The Bible teaches us from Genesis to Revelation the character of God and the calling He has put on our life to be His image bearer to everyone, everywhere. God is forgiving and merciful. As His image bearers, we are to be forgiving and merciful to everyone, in the family, in the community, and in the workplace. But this truth won’t be realized or transform us if we don’t know God’s word. The Bible is God’s love letter to us, and it is our life manual to help us know Jesus as Lord and Savior, and to live as God’s image bearers. Knowledge of the Bible is essential to our well being. We are called to a relationship with Jesus, not to a religion or denomination. Our relationship with Jesus is cultivated through reading the Bible, prayer, and fellowship with other believers, not by just attending church on Sunday, or being a member of a particular denomination. There’s a difference, a huge one, possibly the difference between life and death. Too often people think that if they just go to church, then they are okay with God. Some get caught up in religious activities, checking the boxes of religious and denominational do’s and don’ts, and think that satisfies God, but they’re not reading the Bible, and they're in contention with people constantly. Religion doesn’t save us, or transform us, or make us right with God, or make us loving, only Jesus does.
We are forgiven. We are free. Let’s live this way
If we dare call ourselves Christian, then we ought to act like it, or we should remove that label from our identity. It doesn’t matter what we have done, or what someone has done to us, we have no right to hang on to hurt. No one has been wronged or hurt more than Jesus. My earnest prayer and request is that we each look into the mirror and ask God and ourselves: Am I bearing God’s image? Am I following Jesus and imitating Him? Not am I obeying the rules of the church, or the priest, or the pastor? But am I obeying God’s word, loving the Lord my God with all my heart, soul, strength, and mind, and loving others as Christ did, by dying to my way and esteeming others higher than myself?
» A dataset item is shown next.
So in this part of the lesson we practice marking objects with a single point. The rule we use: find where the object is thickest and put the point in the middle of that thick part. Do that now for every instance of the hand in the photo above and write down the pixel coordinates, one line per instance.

I dream of reconciliation. Some think it’s not possible. Some say hearts are too hard. I’m a big dreamer though, and a big believer that all things are possible when we fix our eyes on Jesus. My dream, my prayer, is that we purpose in our hearts to be God’s image bearers to one another, and to the world. May we live in light of the forgiveness and freedom that Christ won for us. God saved us and set us free to live for Him, and He gave us an example to follow — Jesus. He is our standard to measure ourselves by, not anyone else. Let us seek Him and His righteousness, and love each other the way He does (unconditionally, gently, mercifully, patiently), forgiving each other just as God in Christ forgave us. Let us strive for peace with each other rather than strive against each other. How do we do this? We go first. We don’t wait for someone else to go first, or wait for an apology. We go first, just like Jesus did. We each take that first step toward one another in pursuing peace and reconciliation. Forgive and put the past behind, focus on the way of Jesus, and love and accept each other with all of our imperfections, because we’re not perfect either, and move forward showing the world how much we love God by loving one another, for loves sake.